The rest of the album provokes ambiguous feelings. “No Reflection” is just F-ing dumb. I do confess I ended up liking it: but it’s one of the cases when I know I like something dumb. “Slo-Mo-Tion” is neat and stylish in terms of sound but it’s melody NEVER bloody changes and the lyrics are laughable (and I doubt it’s Warner’s self-irony). “Pistol Whipped” and “Flowers Of Evil” are mediocre and un-inspiring. And there also two pretty weird songs that I still can’t get my opinion straight on: these are “Children Of Cain” and “Lay Down Your Goddamn Arms”. The first one is sort of slightly gothic-influenced, has a poppy-power ballad-like melody, but Manson’s singing in the chorus is incredibly irritating: I appreciated the dramatic wailing-style on “THEOL” but here it sounds ridiculous. “Lay Down…” is an example of how you steal a stoner riff and put together a song around it: if it wasn’t for Manson’s singing I would never guessed it’s his product. I have to admit the song works and rocks, but it just sticks out the whole “good-old” conception and blurs the vision of the record.
Boy, what do we have left?
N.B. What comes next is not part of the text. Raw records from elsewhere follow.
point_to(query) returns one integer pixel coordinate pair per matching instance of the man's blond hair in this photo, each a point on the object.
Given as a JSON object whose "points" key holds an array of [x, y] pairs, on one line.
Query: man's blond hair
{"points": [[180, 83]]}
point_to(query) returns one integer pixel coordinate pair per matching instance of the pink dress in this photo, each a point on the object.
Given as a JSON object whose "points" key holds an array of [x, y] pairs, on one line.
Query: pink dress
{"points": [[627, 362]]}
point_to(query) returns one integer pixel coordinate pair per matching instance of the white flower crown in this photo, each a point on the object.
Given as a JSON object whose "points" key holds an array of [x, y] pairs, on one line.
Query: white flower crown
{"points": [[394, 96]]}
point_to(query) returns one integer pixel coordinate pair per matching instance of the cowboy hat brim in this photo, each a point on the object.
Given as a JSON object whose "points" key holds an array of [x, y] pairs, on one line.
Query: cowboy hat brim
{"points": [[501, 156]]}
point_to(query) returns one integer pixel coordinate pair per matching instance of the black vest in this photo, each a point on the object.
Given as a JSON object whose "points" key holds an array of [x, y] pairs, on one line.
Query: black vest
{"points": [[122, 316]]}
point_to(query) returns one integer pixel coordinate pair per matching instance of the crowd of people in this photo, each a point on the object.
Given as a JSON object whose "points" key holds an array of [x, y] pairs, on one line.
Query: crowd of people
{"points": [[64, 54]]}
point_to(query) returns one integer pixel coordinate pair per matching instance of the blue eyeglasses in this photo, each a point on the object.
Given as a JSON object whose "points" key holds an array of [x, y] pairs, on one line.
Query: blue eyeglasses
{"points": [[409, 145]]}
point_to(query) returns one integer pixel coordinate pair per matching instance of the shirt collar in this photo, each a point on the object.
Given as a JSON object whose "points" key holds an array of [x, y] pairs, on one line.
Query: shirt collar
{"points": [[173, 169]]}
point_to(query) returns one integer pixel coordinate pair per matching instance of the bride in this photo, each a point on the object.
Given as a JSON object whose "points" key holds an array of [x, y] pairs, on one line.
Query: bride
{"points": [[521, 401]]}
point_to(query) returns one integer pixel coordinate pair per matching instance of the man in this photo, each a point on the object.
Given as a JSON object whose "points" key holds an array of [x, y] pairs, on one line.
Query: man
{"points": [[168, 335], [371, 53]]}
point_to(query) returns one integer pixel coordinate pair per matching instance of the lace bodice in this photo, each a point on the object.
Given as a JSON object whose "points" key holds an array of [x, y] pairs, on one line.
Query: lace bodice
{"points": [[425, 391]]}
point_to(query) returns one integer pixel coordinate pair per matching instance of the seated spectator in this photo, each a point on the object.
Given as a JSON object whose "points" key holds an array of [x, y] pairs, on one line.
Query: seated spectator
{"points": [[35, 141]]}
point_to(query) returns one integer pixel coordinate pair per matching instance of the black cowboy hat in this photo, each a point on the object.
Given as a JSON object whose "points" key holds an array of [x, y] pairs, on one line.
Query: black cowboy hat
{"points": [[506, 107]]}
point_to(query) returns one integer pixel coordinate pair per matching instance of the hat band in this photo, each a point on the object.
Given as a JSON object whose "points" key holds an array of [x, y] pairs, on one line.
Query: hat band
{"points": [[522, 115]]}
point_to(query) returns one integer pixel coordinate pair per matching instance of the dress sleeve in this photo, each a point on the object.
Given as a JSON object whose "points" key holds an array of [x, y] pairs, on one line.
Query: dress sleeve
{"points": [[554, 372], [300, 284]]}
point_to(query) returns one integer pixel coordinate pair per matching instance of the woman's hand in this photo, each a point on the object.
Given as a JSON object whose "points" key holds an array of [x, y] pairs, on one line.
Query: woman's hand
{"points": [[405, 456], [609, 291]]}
Does “Born Villain” bring back the shock and the rock or does it just suck in all of possible dimensions? The truth is, as always, somewhere in between. It’s an OK product from a band, whose frontman was once on top of the world now is basically working for a modest time-proven fan-base. It’s solid and boring, it’s rocking and repetitive, it’s entertaining and unimaginative… it’s Marilyn Manson 101 done in 2012.
P.S. A message of hope. If there are those who feel let down by “BV”, than it’s probably time to turn back to “EMDM” and “THEOL”. In my most humble opinion, those records are great and only got panned by fans because they were not bastardishly-aggressive bile-spitting Marilyn Manson that was popular back in the day.